La carne rossa fa male? Le risposte degli istituti di ricerca e dell’Airc


La carne rossa fa male? Le risposte degli istituti di ricerca e dell’Airc

Negli ultimi mesi sono molte le persone che si chiedono se la carne rossa può davvero far male alla salute. Per tale motivo, l’Airc e altri istituti hanno deciso di dare le dovute risposte su questo quesito ai consumatori. L’Associazione Italiana per la Ricerca sul Cancro ha dichiarato che un consumo eccessivo di carne rosse, in particolar modo quella lavorata, aumenta il rischio di tumori. Scendendo nel dettaglio, è possibile sviluppare cancro al colon-retto, allo stomaco, alla prostata e al seno. A far male sarebbero gli amminoacidi, i quali potrebbero essere dannosi per la salute. Queste molecole riuscirebbero a modificare quelle già presenti, durante il processo di cottura.

CARNE ROSSA E TUMORI ULTIME NOTIZIE: I CONSIGLI SUL CONSUMO E SUI RISCHI CHE SI CORRONO

Nell’anno 2015 l’International Agency for Research on Cancer di Lione e altre agenzie hanno affermato che la carne rossa può risultare cancerogena. Anche una ricerca di Arash Etemadi del National Cancer Institute degli Stati Uniti ha dichiarato che consumare molta carne rossa può portare allo sviluppo di diverse malattie croniche molto diffuse. Stiamo parlando, ad esempio, dei tumori, degli ictus, del diabete, delle malattia cardiache e renali e delle infezioni. A portare questo rischio sarebbe il ferro contenuto nelle carni rosse.
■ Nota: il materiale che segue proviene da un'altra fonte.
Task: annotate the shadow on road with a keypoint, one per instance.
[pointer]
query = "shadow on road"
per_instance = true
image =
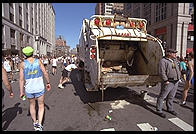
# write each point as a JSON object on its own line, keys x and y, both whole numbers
{"x": 9, "y": 114}
{"x": 110, "y": 94}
A raccomandare il consumo di non più di 300 grammi a settimana di carne rossa è il World Cancer Research Fund. Tale associazione consiglia, invece, l’assunzione di molta frutta e verdura. Ma l’Harvard School of Medicine riduce ancora di più il limite del consumo di carni rosse.

In particolare, sarebbe raccomandato non consumare più di 80 grammi a settimana. Mentre lo IARC assicura che l’assunzione di massimo 500 grammi a settimana non porterebbe l’individuo a correre alcun pericolo per la salute.

METODI DI COTTURA DELLE CARNI ROSSE: TUTTI I CONSIGLI 

Sarebbero proprio le carni rosse lavorate ad aumentare il rischio di tumori. E’ necessario prestare attenzione alla quantità e alla frequenza del consumo di questo alimento. Le carni rosse lavorate andrebbero assunte raramente, a differenza della carne rossa non lavorata, che può essere consumata anche una o due volte a settimana. Sono, dunque, tutti d’accordo sul fatto che le persone che seguono una dieta ricca di carni rosse hanno un maggiore rischio di sviluppare varie patologie. Stiamo parlando, ad esempio, dell’infarto, del diabete, dell’obesità, del cancro e di problemi cardiovascolari. Il rischio di tumori aumenta soprattutto nell’apparato gastro-intestinale. E’stata, inoltre, effettuata una ricerca su 17mila persone, pubblicata poi sul British Journal of Cancer. Questo studio dimostra come i casi di tumori si manifestino maggiormente sulle persone che consumano carne più cotta o anche più grigliata. Dunque, in questo caso, sarebbe opportuno prestare più attenzione alla cottura, che potrebbe rivelarsi eccessiva. Inoltre, è consigliato eliminare le parti nere, che sarebbero composte maggiormente da ammine eterocicliche. Queste sostanze sono tossiche e cancerogene. Dunque, i consumatori dovrebbero preferire altre forme di cottura, come quelle al forno e al vapore.